Dunning-Kruger efekti şimdi yeni keşfedilmiş olsa da, birçok filozof ve düşünürün özlü kelamları aslında toplumu güzel gözlemleyen insanların bu fenomene isim koymadan farkında olduklarını gösteriyor. Örnek olarak, Konfüçyüs‘ün: “Gerçek bilgi kişinin cehaletinin boyutunu anlayabilmesidir.” Bertrand Russel‘ın: “Belki de vaktimizin en acı verici şeylerinden biri, bir fikri hiç kuşku duymadan savunan şahıslar çoğunlukla aptal olması, ve biraz hayal gücü ve anlayışı olan bireyler ise kuşku ve kararsızlık dolu olmasıdır.” kelamları aslında Dunning-Kruger tesirinin özlüce dillendirilmiş hali.
İsim-Harf Tesiri
Bu değişik ruhsal fenomen, kişinin gizil özgüven yahut egotizmini ölçmek için sıkça kullanılan bir testin sonucu. Beşerler bir söz listesi verildiğinde, genelde kendi isimlerindeki harflerin bulunduğu sözleri seçiyor. Bu teste Birinci Tercih Testi (Initial Preference Task) deniyor. Şahısların yalnızca harflerin bulunduğu bir listeden süratlice harf seçmeleri istendiğinde de kendi isimlerindeki harfleri daha sık tercih ediyorlar. Enteresan olan ise, bu araştırmayı takip eden bilim adamlarının kimilerinin şahısların iş, eş ve yaşanılacak kent üzere çok değerli seçimlerinde bile, kendi isimlerindeki harflerin bulunduğu yerleri tercih etmeleri. Lakin hususun bu tarafına biraz kuşkulu yaklaşmak lazım, sonuçta ya çok fazla harfin bulunduğu bir isminiz varsa?
Hale Tesiri
Hale tesiri, ünlü psikolog Edward Thorndike’ın 1920’de yazdığı bir makalede kullandığı tabirdi. Hale tesirini kısaca açıklamak gerekirse, bir beşerle ilgili edindiğimiz genel izlenime bağlı olarak, onun hakkında bilgi sahibi olmadığımız bahislerde ehil ve uygun görmemizle alakalı bir ruhsal fenomen. Bir örnek vermek gerekirse, bir toplantıda cazibeli bir bireyle tanışıyorsunuz. Hale tesirine nazaran, siz bu kişiyi o toplantıdaki başka insanlara nazaran, kişiyi şimdi çok tanımasanız bile daha düzgün kalpli ve daha zeki görmeye meyillisinizdir. Maalesef hale tesirinin, eğitim ve yargıda büyük bir rolü var.
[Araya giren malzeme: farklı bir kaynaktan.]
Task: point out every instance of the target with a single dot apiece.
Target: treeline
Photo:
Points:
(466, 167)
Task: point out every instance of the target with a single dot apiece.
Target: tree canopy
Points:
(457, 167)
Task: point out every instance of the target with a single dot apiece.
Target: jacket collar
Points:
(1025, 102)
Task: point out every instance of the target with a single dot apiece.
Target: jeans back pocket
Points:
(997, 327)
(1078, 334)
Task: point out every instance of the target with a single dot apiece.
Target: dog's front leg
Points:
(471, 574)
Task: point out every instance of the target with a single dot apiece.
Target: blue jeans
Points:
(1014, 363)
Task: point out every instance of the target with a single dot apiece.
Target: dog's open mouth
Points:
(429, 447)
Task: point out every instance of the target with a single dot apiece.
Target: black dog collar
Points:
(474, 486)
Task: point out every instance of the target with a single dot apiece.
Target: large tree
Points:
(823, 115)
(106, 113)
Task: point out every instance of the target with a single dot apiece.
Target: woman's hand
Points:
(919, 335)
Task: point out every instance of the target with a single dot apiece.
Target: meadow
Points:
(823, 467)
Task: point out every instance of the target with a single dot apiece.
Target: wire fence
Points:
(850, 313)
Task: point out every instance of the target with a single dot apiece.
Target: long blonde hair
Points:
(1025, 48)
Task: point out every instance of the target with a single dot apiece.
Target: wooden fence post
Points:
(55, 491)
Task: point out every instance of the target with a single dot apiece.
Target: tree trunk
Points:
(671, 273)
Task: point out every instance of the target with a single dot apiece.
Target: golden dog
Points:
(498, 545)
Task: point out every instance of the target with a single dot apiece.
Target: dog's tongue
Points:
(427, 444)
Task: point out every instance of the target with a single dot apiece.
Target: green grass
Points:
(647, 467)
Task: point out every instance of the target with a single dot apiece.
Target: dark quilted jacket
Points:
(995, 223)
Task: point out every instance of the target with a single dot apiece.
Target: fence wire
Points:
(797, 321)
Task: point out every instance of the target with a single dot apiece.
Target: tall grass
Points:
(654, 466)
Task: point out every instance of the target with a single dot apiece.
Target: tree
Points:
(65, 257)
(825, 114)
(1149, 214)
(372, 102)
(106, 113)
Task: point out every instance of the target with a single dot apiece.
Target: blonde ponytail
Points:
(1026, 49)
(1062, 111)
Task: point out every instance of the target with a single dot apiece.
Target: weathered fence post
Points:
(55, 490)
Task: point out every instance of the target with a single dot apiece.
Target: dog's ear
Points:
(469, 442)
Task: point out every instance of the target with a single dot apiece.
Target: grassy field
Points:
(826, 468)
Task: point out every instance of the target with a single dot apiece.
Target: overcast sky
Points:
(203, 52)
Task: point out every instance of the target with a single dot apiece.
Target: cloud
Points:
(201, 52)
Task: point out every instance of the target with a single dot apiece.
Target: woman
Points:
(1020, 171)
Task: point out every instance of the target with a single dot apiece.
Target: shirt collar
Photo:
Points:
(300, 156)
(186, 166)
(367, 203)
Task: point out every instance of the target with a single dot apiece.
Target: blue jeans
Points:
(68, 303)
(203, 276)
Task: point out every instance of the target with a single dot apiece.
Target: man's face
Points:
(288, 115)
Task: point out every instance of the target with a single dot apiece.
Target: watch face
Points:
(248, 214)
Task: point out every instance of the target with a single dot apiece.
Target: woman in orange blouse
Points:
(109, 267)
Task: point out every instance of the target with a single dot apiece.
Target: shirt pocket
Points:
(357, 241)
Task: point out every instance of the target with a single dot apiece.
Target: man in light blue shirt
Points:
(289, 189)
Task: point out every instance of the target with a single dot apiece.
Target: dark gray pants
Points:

Örneğin, 1974’te 60 tane erkek üniversite öğrencisiyle yapılan bir araştırmada, deneklere bayan öğrenciler tarafından yazılmış kompozisyonlar okutuldu. Bu kompozisyonların üçte birinde cazip bir bayan öğrencinin fotoğrafı, üçte birinde ise çok alımlı olmayan bir bayan öğrencinin fotoğrafı bulunuyordu. Başkalarında ise hiç fotoğraf yoktu. Sonuçlar şunu gösteriyordu, erkek öğrenciler cazip bayan öğrencinin fotoğrafının bulunduğu kompozisyonlara daima daha yüksek not verdiler. Daha da farklı olanı ise, şayet kompozisyon makus yazılmışsa, hoş ve nahoş muharrir tarafından yazılan kompozisyon ortasındaki puanlama daha da artıyordu. Yani, hoş beşerler makus bir iş yapsa bile, berbat bir kişinin yaptığına nazaran daha uygun değerlendiriliyordu. Bir de bu fenomenin yargı sistemindeki rolünü düşünün. Sanki İtalya’da arkadaşını öldürmekle suçlanan Amerikalı Amanda Marie Knox‘un yargılanma kararının geri çevrilmesinde bu ruhsal fenomenin tesiri olabilir mi?
Ocak Tesiri
Ocak ayının borsa yatırımlarınızın geri dönüşünü almak için en âlâ ay olduğunu biliyor muydunuz? Doğal, Türkiye’nin daima sallantıda olan gündemiyle durum pek o denli gözükmüyor. Lakin Amerika borsasında 1942’lerde Sydney Wachtel isimli bir yatırım bankacısının müşahedeleri, Ocak ayının stoklarda en yüksek artış olduğunu gözlemlediği ay olarak biliniyor. Bu da genel olarak borsada Ocak ayı öncesi yatırımların artmasına sebep oluyor. Ocak barometresi olarak tabir edilen tesir, “Ocak gitgide, yıl masraf.” fikriyle kısaca özetleniyor.
Türkiye'nin en güncel forumlardan olan forumdas.com.tr'de forumda aktif ve katkısı olabilecek kişilerden gönüllü katkıda sağlayabilecek kişiler aranmaktadır.